Einen gelungenen Start legte die Olchinger Rockformation Meltdown X (Fotos 1 & 2) hin, die das Publikum mit harten Rockriffs, einer Prise Metal, female fronted mit zwei Sängerinnen und einem starken Mix ihrer eigenen Songs auf die kommenden Bands des Abends einstimmte. Nach einer kurzen Umbaupause stand Delrium’s Dawn (Fotos 3 & 4) aus Germering auf der Bühne. Im Jahr 2005 gründeten die beiden langjährigen Freunde Ary Keshtgar und Tom Gimpel die Band, die sich im Laufe der Jahre stetig weiter entwickelte und sich mittlerweile mit Younas Khan am Bass sowie Manu Fischer am Schlagzeug metallisch bestens verstehen und lokale wie nationale Bühnen rocken. Last not least trat Flame or Redemption (Fotos 5, 6 & 7) auf die Bühne und, … das muss man Frontfrau Isabelle Croft mit ihrer Band lassen, einen unglaublich starken Auftritt ablieferte. Glasklarer, dunkler melodischer Death Metal mit sowohl cleanen Vocals als auch tiefen Growls á la Jinjer ließen das Publikum toben.
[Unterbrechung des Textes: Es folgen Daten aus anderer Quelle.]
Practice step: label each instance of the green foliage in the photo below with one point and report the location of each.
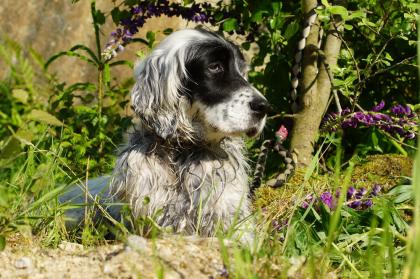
(52, 134)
Für die Fans im KOM war es ein ausgelassener Abend mit Mosh- & Rowpit (!), Headbangen und Pogen. Der Sound tadellos, die Organisation und das Miteinander herrlich entspannt. Das Ganze zu einem absolut fairem Eintrittspreis (10,-- €) und zivilen Getränkepreisen, um den Abend in vollen Zügen genießen zu können. Es wurde wie im vertrauten Freundeskreis abgefeiert, mit guten Gesprächen in den Umbaupausen und Rücksicht aufeinander nehmend beim Pogen oder Moshen. Alles in allem eine begeisternde Rocknacht, ausgesprochen metalgeprägt, was letztlich auch zur guten Stimmung beigetragen hat. Im Kalender sollte man sich schon mal den 17.12. vormerken: da wird beim Amper Slam Band Battle Finale erneut das KOM gerockt.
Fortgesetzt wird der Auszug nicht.